Friday, August 3, 2007

Impulse Power

Right now everything is sweaty and sluggish. I was so tired from work, that I wanted to have a drink. And I didn't want to do it alone, so I called Cyrus up. With a little prodding, I managed to convince him to come up here so we could have a drink together. We ran into Josie, a girl from our high school days, when we were trying to get into the Daily Planet - that was a surprise. We stopped at another bar before deciding to go out and get a 12-pack from Pearl St. Beverages and bring it back here.

Eight beers were consumed during the night - three of them were consumed by me, and I could feel them. It's been a while since I've had a beer, let alone three, so I was nice and buzzed and a tad unsteady. We watched "Sin City", which Cyrus had never seen before - I was surprised at that, since that film has been out for a while. We watched, and drank, and sweated; let me tell you, it's hot in a room with another person around... I remember it from when Case stayed here, and Griffin, but back then the weather was cooler outside.

Cyrus is staying the night - has to get up early so he can move his car from where it's parked (or else get ticketed). Odd, having another person here... with Griffin, it was one thing, since he and I have been on close but platonic terms since we've known each other. But Cyrus... I'm taking the couch, since I've been sleeping on it a lot, and he's on my bed, which I made up just for him. It's strange... not like the years have been turned back, and I'm seventeen again... but still. I'm such a different person now, and probably he is too... but he's still attracted to me. Nothing came of it, mind you... and nothing ever will - my heart is completely sure on that count.
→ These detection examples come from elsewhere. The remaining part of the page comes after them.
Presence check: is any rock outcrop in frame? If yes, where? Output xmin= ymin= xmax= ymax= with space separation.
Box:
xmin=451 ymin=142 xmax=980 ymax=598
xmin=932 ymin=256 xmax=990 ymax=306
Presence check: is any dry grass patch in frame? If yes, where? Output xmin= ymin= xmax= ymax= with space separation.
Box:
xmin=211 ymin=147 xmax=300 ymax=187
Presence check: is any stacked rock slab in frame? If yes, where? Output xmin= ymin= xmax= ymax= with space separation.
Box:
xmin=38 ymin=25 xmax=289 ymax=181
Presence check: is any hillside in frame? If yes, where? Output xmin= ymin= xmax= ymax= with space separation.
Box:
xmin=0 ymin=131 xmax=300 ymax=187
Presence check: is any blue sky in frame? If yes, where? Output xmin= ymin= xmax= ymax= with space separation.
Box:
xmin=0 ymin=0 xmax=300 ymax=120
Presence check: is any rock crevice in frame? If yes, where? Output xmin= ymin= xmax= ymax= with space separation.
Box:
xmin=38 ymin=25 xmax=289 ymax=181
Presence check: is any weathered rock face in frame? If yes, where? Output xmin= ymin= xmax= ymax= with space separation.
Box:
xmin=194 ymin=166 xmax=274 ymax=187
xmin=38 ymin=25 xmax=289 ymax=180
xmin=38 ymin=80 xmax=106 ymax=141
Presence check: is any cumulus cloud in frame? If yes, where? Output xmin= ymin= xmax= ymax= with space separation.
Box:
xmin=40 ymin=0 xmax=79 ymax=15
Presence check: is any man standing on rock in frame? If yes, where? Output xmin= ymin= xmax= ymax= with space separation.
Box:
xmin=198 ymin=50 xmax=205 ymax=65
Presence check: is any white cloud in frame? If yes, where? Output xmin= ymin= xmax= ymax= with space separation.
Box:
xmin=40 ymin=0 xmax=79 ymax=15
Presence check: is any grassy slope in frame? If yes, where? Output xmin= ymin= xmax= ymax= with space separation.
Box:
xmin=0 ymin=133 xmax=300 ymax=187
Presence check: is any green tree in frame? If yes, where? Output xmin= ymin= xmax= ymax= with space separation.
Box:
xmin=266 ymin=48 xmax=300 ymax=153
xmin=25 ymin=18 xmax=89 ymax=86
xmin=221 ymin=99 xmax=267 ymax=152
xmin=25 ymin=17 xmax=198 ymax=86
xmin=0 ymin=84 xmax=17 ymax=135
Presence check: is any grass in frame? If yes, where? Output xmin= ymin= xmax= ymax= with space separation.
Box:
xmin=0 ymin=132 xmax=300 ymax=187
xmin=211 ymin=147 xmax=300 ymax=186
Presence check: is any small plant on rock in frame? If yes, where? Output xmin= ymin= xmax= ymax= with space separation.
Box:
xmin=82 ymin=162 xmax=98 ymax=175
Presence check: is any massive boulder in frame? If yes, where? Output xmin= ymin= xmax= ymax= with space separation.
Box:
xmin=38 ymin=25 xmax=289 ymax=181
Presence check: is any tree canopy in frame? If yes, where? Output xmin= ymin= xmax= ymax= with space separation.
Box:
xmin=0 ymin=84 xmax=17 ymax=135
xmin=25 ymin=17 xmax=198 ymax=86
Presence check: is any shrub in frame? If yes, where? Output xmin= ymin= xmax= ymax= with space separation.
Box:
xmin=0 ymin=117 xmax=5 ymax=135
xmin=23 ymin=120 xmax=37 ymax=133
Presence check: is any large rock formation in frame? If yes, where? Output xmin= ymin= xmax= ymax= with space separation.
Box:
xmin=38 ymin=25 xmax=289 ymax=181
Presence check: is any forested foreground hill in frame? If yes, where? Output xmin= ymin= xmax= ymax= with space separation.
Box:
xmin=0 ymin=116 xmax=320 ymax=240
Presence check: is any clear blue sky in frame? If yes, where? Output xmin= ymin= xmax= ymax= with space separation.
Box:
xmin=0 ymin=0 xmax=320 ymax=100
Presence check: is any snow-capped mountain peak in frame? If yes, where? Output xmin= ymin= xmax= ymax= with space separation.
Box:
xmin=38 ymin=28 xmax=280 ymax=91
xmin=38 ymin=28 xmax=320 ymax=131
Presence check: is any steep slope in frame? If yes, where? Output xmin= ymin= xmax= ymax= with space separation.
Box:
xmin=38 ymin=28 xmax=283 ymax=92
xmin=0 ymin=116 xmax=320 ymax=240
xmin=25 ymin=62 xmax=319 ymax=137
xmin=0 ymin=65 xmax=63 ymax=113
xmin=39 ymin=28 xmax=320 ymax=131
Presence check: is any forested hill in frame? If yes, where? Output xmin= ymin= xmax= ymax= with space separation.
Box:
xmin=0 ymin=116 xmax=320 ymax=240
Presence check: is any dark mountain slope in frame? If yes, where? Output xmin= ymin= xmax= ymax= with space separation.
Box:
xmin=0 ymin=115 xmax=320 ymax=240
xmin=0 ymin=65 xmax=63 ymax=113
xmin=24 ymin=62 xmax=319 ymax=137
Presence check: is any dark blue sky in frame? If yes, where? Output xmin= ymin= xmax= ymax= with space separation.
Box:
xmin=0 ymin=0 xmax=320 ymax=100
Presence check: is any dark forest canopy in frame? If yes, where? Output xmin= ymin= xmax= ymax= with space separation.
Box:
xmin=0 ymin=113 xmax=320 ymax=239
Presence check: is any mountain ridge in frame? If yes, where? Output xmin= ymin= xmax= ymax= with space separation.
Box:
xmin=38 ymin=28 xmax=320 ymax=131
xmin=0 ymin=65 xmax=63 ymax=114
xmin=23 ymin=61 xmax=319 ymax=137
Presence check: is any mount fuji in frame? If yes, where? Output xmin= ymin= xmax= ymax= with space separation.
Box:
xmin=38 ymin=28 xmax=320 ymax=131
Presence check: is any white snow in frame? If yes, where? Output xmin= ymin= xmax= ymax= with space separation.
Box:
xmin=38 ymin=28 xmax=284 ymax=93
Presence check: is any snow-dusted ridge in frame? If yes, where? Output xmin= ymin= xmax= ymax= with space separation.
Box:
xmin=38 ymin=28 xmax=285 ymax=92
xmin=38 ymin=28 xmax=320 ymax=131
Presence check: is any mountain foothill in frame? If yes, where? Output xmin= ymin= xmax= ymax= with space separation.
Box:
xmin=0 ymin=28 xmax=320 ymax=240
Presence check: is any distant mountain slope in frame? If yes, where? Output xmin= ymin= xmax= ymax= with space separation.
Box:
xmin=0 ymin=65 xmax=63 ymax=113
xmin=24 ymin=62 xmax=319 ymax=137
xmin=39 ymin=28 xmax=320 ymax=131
But I remember. We remembered a lot tonight. Good times that we had. Apologizing for the pain we caused each other. Maybe there's resolution, maybe not. In a month, it won't matter too much - most of our communcation will be done here, anyway. That's all right with me.

Anyway, the title... it's because I invited Cyrus up here on impulse. It was one thing when he was already going to be up here for Drinking Liberally, but this was different. And I even made the effort to tidy... it'll probably help out later, when I'm packing. I used to never do things on impulse - there were too many variables to consider, most of the time. But tonight I felt like I needed a drink, and that I needed a drinking companion - Nick was headed to Cape Cod, Jacob probably wouldn't have wanted company, Will has been almost more problematic than Cyrus, Carolyn's in New York, and I don't think Amanda and Rich drink too much. And I was encouraged by the way things went the night before, down at the waterfront.

So here I am. Let's hope more breezes come in.